Ils ont fait une offre salvatrice pour le pays et honorable pour une fin de mission d’un système voué à l’échec. Ce dernier ,fort de son entêtement et de sa logique jusqu’au-boutiste, imbu de sa force de répression et de sa capacité de corruption, convaincu par son propre mensonge et trahi par sa boulimie démagogique feint de connaître la nature de l’algérien. De l’homme libre. Celui -ci s’est insurgé de la plus belle manière .Démontrant au monde entier que le peuple libre ne peut en aucun cas être assimilé à des sujets ni être pris pour un vandale .Son histoire et son capital d’expérience en ont fait un peuple héroïque et unique. Il fait chuter l’une des plus forte oligarchie de l’hémisphère sud de la planète. Il bouscule l’une des plus dictatoriale des » république démocratique et populaire » de l’ancien ordre des » non-alignés ».

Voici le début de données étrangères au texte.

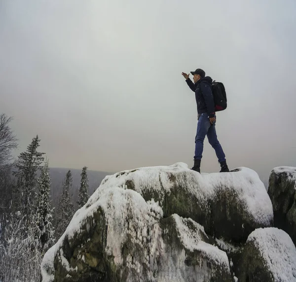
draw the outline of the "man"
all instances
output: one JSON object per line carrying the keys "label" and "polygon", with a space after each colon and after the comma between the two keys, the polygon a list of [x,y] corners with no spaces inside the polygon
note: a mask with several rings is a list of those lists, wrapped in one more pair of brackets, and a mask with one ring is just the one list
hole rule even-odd
{"label": "man", "polygon": [[213,80],[209,76],[205,76],[205,72],[198,68],[190,71],[193,76],[193,82],[189,78],[189,74],[182,72],[190,89],[195,93],[197,104],[197,130],[195,137],[195,153],[194,164],[191,168],[200,173],[200,161],[202,157],[203,143],[207,135],[209,142],[215,149],[218,161],[221,166],[220,172],[229,172],[226,163],[225,154],[220,145],[216,131],[216,115],[211,85]]}

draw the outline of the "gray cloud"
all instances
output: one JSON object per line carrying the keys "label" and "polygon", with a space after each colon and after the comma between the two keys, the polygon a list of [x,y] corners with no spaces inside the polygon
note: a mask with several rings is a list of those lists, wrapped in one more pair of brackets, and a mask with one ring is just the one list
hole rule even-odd
{"label": "gray cloud", "polygon": [[[2,1],[0,111],[20,152],[52,166],[191,165],[201,67],[226,88],[217,131],[229,166],[296,165],[296,3],[286,0]],[[219,165],[205,141],[204,171]]]}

Cependant, les résidus du système et à leur tête un illettré général major chargé du repêchage des recalés à l’examen de l’histoire auprès de l’état major, veulent ressusciter l’ogre qui a dévoré le rêve de la plus noble et la plus accomplie des révolutions progressistes du vingtième siècle. Pour ce faire ,le recours aux dispositions de la constitution, qu’il se sont taillée sur mesure et qu’ils ont violée à chaque fois que leur instinct bestial se réveillait, est devenu l’ alibi.

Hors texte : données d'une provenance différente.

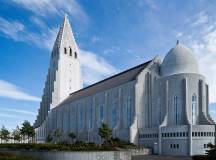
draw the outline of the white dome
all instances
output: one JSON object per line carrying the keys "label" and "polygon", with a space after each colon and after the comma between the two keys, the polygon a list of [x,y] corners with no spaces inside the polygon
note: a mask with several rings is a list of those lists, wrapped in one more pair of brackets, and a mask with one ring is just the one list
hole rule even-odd
{"label": "white dome", "polygon": [[199,66],[192,51],[177,42],[161,64],[161,75],[169,76],[178,73],[199,73]]}

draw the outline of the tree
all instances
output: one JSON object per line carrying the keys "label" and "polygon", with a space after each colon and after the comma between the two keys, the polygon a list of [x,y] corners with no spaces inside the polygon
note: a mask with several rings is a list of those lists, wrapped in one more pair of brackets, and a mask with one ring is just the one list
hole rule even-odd
{"label": "tree", "polygon": [[5,140],[5,142],[8,142],[8,140],[10,139],[10,132],[4,126],[2,126],[0,133],[0,138],[2,140]]}
{"label": "tree", "polygon": [[47,136],[47,138],[46,138],[46,142],[52,142],[52,140],[53,140],[53,137],[52,137],[52,135],[49,133],[48,134],[48,136]]}
{"label": "tree", "polygon": [[13,140],[16,142],[20,142],[22,140],[22,135],[19,126],[17,126],[16,129],[13,130],[12,136]]}
{"label": "tree", "polygon": [[30,124],[29,121],[23,122],[22,128],[20,129],[20,132],[24,138],[27,137],[28,142],[29,142],[30,138],[33,138],[35,136],[34,127]]}
{"label": "tree", "polygon": [[99,128],[98,135],[104,139],[104,142],[107,143],[112,137],[112,130],[109,126],[105,123],[102,123],[101,127]]}
{"label": "tree", "polygon": [[56,129],[54,132],[54,136],[57,138],[57,140],[59,142],[60,137],[61,137],[61,131],[59,129]]}
{"label": "tree", "polygon": [[71,140],[74,142],[74,140],[76,139],[76,134],[75,134],[74,132],[70,132],[70,133],[68,134],[68,137],[70,137]]}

Le vote que les algériens abhorrent, dans les mêmes conditions et sous les mêmes personnels haïs pour leur réputation de » détourneurs » de la volonté populaire, est proposé comme seule voie de sortie de crise faisant fi encore une fois de « l’étalage » des propositions et feuilles de route émanant de l’opposition et des élites politiques parmi lesquelles se taille une place prépondérante celle du RCD pour sa prise en compte des détails les plus infimes de la situation actuelle et se basant sur une analyse sérieuse des données socio- économico-politiques et à laquelle je trouve, personnellement, des avantages psycho-politiques dans le sens où elle prend en compte les facteurs jeunesse, corporation et luttes qui ont marqué l’essentiel de l’actualité ses dernières années .

Un premier essai de coup de force électoral fut imposé aux algériens après l’application du révolu article 102 malgré le refus scandé dans toutes les principales artères des wilayates du pays. Le vote off a triomphé de l’aveu même de l’indu conseil constitutionnel. L’inculture, l’entêtement et la fuite en avant du même mauvais vieil élève, recalé de la « classe politique » qui aspire à une promotion politico-militaire à 80ans ,dicte la recette perdante de l’élection et envoie » le ben lui » au charbon croyant se faire oublier par le verdict populaire du vendredi d’après . Le malade à la chefferie de l’Etat s’exécute et fait lecture de la dictée à la veille du seizième Rendez-Vous de la liberté.

Aujourd’hui, le vendredi 07 juin, le peuple libre n’a épargné ni le dicteur , ni le dictant, ni le dictateur et encore moins le vote. Sa majesté le peuple , en vertu des articles 7 et 8 de la constitution qu’ils vous ordonne de mettre au frigo en ces temps de chaleur, décide :

Article 1: Ben Salah, dégage.

Article 2:Bedoui ,dégage.

Article 3: Gaïd Salah, éternel cireur de bottes des Emiratis, dégage.

article 4: Vote Off jusqu’à nouvel ordre. Après une période de transition constituant, démocratique et de rupture.